Great care should be taken when using language model outputs, particularly in high-stakes contexts, OpenAI cautioned.
GPT-4 can also be confidently wrong in its predictions, not taking care to double-check work when it’s likely to make a mistake, it added.
T2V Absent
Anticipation for the new release of GPT was stoked over the weekend after a Microsoft executive in Germany suggested that a text-to-video capability would be part of the final package.
“We will introduce GPT-4 next week, where we have multimodal models that will offer completely different possibilities — for example, videos,” Andreas Braun, chief technology officer for Microsoft in Germany, said at a press event on Friday.
Text-to-video would be very disruptive, observed Rob Enderle, president and principal analyst at the Enderle Group, an advisory services firm in Bend, Ore.
“It could change dramatically how movies and TV shows are created, how news programs are formatted by providing a mechanism for highly granular user customization,” he told TechNewsWorld.
Enderle noted that one initial use of the technology could be in creating storyboards from drafts of scripts. “As this technology matures, it will advance to something closer to a finished product.”
Video Proliferation
Content created by text-to-video applications is still basic, noted Greg Sterling, co-founder of Near Media, a news, commentary, and analysis website.
“But text-to-video has the potential to be disruptive in the sense that we’ll see lots more video content generated at very low or almost no cost,” he told TechNewsWorld.
“The quality and effectiveness of that video is a different matter,” he continued. “But I suspect some of it will be decent.”
He added that explainers and basic how-to information are good candidates for text-to-video.
“I could imagine that some agencies will use it to create video for SMBs to use on their sites or YouTube for ranking purposes,” he said.

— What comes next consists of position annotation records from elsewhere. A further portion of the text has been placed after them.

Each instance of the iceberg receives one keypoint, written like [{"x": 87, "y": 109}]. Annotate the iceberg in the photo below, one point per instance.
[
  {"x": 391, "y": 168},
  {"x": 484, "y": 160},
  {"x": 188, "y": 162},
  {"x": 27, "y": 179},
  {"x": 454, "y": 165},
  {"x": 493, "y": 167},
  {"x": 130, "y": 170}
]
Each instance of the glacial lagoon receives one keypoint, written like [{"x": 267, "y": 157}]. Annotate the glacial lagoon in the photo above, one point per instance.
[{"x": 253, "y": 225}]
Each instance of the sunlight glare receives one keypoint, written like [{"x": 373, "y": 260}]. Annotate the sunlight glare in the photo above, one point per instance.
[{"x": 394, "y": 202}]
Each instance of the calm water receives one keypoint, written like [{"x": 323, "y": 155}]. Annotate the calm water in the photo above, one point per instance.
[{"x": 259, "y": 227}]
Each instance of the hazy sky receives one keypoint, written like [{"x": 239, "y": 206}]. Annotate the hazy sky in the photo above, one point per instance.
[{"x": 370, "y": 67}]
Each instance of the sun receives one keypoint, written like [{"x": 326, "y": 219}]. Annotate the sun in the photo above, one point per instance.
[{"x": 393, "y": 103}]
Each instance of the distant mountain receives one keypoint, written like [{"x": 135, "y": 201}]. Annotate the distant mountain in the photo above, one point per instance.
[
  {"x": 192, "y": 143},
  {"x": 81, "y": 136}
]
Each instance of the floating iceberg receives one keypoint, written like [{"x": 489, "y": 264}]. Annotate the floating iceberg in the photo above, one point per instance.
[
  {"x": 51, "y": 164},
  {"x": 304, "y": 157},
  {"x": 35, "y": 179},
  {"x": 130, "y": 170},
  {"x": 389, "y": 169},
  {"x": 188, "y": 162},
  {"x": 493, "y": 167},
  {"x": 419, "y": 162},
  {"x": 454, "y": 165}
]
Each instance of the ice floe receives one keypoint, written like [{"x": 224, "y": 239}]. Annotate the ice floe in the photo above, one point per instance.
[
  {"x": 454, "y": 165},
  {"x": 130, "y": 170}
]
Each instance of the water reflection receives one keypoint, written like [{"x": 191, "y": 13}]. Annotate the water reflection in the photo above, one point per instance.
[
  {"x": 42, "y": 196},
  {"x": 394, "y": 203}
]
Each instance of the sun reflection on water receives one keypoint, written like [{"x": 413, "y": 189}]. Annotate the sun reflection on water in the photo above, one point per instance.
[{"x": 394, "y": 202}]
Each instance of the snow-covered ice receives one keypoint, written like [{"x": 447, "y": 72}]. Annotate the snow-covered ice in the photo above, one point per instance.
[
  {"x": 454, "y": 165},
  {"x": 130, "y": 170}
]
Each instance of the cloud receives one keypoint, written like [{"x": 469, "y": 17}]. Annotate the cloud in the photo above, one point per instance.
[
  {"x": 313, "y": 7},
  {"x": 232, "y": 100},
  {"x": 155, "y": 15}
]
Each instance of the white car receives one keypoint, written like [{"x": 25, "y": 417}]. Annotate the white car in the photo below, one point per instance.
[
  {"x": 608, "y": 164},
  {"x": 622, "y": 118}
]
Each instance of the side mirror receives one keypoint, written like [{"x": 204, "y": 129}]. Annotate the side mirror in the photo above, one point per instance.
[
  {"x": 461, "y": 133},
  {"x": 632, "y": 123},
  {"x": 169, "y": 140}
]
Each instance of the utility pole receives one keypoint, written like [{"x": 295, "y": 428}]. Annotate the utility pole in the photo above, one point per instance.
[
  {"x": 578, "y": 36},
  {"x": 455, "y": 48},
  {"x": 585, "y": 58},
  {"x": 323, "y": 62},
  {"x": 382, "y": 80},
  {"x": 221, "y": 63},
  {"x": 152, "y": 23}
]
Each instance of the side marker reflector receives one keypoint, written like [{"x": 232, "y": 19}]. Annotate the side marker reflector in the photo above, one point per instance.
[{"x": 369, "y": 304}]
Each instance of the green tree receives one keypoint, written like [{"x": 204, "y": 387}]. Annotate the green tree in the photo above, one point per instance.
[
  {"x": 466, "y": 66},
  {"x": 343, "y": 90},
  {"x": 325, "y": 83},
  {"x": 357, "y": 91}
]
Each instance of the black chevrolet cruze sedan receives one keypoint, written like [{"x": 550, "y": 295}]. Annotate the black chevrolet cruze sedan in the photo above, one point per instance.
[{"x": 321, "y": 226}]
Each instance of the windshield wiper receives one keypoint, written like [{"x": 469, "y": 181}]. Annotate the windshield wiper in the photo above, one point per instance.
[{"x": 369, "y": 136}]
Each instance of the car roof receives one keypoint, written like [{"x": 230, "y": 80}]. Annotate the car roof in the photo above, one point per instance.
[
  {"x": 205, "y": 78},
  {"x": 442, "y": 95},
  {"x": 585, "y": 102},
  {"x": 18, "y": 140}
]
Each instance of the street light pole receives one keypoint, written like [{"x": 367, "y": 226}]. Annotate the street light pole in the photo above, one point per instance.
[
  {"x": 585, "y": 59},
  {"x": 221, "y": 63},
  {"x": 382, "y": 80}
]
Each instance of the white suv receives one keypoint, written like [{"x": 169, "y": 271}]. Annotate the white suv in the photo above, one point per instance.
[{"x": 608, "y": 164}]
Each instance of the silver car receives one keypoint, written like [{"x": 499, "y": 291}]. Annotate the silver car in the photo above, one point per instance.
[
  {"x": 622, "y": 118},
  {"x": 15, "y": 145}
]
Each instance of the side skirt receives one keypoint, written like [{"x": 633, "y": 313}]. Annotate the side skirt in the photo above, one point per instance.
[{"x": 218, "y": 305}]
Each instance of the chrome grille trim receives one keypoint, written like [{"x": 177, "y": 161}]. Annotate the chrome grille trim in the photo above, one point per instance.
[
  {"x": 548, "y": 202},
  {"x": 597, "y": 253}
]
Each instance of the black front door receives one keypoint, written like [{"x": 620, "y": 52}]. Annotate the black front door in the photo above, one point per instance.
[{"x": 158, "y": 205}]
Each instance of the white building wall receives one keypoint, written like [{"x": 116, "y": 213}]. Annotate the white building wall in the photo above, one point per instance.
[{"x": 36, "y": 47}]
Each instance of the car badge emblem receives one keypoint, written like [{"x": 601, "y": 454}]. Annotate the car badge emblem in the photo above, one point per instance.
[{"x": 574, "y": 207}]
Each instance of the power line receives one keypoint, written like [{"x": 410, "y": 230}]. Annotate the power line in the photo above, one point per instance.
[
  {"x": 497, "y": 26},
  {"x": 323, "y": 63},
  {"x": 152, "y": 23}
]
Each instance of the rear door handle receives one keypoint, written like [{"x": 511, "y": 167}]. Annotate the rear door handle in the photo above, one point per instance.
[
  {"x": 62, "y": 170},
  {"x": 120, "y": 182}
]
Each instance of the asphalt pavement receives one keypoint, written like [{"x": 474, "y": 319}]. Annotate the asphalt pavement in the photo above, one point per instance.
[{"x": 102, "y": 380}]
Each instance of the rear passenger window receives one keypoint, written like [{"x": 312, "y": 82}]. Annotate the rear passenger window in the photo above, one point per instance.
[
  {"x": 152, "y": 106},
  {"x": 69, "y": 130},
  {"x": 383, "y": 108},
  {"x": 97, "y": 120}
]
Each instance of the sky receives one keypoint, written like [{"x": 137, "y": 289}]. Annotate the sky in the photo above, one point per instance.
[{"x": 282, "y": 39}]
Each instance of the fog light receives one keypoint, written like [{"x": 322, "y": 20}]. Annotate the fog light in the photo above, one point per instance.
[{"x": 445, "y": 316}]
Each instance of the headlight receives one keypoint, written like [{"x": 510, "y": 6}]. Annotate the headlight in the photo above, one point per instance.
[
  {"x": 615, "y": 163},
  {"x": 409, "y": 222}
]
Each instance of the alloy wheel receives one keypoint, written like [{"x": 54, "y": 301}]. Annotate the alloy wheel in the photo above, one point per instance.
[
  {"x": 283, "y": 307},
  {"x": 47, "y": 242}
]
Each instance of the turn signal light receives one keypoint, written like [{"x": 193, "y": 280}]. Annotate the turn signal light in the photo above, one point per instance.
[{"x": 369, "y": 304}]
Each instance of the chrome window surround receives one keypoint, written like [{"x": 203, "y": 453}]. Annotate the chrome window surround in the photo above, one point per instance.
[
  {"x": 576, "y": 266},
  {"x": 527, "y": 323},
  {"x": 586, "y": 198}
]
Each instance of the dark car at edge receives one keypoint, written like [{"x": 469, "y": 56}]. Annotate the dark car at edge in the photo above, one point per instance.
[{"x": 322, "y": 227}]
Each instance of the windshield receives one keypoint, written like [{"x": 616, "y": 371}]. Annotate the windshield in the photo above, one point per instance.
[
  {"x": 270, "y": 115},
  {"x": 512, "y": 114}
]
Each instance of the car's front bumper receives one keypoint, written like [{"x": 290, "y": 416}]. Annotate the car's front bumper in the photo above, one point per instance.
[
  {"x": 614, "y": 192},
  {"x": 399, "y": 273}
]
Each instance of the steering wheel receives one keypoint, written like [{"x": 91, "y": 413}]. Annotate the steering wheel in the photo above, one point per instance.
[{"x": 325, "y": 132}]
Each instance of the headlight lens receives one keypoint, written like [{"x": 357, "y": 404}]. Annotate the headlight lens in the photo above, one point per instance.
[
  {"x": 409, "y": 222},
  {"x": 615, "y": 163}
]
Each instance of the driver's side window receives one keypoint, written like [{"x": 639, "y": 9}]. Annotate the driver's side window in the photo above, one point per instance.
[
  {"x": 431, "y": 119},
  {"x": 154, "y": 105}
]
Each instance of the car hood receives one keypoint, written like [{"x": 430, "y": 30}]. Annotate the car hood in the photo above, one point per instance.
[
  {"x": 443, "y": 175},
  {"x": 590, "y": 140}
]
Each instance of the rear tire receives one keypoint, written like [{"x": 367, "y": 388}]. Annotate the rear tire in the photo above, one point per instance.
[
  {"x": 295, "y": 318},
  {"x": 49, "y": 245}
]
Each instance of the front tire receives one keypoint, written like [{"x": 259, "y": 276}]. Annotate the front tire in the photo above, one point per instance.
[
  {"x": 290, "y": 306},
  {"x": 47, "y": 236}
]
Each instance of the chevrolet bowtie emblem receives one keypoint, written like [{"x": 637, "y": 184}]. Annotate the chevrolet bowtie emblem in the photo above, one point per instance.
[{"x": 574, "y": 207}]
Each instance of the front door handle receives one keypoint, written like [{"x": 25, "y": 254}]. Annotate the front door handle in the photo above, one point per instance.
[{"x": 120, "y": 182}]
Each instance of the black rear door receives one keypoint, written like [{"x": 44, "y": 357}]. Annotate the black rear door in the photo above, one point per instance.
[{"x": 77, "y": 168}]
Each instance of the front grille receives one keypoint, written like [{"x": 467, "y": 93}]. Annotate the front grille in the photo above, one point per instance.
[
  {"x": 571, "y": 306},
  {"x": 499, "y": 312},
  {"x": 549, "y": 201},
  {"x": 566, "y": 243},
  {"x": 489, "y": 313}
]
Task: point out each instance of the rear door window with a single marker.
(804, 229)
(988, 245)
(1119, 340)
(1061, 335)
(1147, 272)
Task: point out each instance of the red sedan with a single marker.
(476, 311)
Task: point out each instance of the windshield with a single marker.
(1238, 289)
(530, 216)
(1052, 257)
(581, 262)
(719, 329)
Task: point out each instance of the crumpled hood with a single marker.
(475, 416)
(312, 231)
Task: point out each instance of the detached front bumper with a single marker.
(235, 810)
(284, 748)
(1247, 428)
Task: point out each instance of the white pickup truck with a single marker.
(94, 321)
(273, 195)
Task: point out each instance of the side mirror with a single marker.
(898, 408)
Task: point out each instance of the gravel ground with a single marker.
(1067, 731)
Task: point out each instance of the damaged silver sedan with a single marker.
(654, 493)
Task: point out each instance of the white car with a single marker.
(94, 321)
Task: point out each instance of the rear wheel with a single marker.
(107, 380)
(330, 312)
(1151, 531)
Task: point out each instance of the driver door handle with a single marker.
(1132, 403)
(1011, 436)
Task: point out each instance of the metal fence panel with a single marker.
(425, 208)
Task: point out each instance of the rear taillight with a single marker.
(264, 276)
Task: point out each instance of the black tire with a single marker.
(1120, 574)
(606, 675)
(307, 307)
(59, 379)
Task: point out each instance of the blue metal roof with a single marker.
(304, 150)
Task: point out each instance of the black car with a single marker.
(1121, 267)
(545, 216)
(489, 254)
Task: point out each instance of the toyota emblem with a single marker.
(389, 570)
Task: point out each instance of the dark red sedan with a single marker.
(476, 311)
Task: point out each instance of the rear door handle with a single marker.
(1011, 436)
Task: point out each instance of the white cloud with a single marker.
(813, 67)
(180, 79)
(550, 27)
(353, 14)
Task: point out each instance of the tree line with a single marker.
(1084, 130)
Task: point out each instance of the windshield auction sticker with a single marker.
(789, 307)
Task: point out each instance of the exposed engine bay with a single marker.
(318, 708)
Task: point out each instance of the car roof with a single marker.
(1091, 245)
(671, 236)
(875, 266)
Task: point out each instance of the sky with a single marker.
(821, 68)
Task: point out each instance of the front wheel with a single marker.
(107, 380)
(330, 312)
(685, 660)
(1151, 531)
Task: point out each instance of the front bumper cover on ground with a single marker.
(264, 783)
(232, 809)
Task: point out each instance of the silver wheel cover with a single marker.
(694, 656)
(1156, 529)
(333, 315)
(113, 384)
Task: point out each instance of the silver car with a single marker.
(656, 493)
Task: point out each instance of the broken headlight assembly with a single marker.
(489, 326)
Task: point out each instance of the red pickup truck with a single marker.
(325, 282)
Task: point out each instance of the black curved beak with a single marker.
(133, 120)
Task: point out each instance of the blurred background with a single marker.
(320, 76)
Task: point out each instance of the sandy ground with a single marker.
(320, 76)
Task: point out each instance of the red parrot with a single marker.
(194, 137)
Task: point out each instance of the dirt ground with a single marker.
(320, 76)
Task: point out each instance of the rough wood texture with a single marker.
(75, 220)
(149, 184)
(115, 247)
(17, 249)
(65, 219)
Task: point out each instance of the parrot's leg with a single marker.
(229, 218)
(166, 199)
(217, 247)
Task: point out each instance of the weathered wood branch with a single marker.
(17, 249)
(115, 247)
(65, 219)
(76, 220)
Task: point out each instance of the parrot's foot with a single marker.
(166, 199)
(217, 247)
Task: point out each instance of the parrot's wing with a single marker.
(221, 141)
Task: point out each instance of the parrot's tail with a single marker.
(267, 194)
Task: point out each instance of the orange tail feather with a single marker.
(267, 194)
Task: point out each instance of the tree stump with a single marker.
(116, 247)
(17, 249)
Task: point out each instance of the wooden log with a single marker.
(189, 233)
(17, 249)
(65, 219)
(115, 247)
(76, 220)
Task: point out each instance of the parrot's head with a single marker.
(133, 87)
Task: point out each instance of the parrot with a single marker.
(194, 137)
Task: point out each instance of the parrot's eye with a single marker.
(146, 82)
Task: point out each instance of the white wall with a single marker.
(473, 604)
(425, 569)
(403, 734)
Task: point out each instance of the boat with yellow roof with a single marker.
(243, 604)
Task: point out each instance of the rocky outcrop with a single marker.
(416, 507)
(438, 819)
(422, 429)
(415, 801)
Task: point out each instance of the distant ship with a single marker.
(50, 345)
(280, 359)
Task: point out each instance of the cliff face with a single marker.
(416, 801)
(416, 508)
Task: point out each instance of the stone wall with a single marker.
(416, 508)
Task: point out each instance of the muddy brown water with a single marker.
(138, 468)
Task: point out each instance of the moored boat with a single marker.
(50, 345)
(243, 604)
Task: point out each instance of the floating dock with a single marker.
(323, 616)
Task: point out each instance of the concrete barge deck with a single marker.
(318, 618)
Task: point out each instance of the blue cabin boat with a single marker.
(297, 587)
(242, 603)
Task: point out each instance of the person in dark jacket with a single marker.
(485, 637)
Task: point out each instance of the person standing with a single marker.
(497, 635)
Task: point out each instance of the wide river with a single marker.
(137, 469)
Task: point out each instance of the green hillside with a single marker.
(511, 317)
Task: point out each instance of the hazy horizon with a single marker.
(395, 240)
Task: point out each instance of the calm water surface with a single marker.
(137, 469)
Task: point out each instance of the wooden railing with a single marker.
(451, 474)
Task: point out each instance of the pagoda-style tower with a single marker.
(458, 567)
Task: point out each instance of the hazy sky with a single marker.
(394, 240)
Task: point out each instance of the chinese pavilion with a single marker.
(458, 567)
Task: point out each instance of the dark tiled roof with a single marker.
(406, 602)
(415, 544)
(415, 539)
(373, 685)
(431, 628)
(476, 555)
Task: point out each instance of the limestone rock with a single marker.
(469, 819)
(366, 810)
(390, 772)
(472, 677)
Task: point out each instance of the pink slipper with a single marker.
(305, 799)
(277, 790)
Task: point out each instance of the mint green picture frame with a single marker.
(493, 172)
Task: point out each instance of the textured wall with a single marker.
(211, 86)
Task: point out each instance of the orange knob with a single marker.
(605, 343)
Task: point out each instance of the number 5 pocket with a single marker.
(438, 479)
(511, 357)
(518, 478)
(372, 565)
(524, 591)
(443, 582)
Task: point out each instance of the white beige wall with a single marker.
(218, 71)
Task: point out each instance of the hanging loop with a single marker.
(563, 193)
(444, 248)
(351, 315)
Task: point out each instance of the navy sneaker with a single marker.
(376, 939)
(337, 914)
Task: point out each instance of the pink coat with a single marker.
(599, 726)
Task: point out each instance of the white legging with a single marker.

“It will not be good — at least at first — at any branded content,” he continued. “Social media content is another use case. You’ll see creators on YouTube use it to crank out volume to generate views and ad revenue.”
Not Fooled By Deepfakes
As was discovered with ChatGPT, there are potential dangers to technology like text-to-video.
“The most dangerous use cases, like all tools like this, are the garden variety scams impersonating people to relatives or attacks on particularly vulnerable persons or institutions,” observed Will Duffield, a policy analyst with the Cato Institute, a Washington, D.C. think tank.
Duffield, though, discounted the idea of using text-to-video to produce effective “deepfakes.”
“When we’ve seen well-resourced attacks, like the Russian deepfake of Zelenskyy surrendering last year, they’ve failed because there’s enough context and expectation in the world to disprove the fake,” he explained.
“We have very well-defined notions of who public figures are, what they’re about, what we can expect them to do,” he continued. “So, when we see media of them behaving in a way that’s aberrant, that doesn’t comport with those expectations, we’re likely to be very critical or skeptical of it.”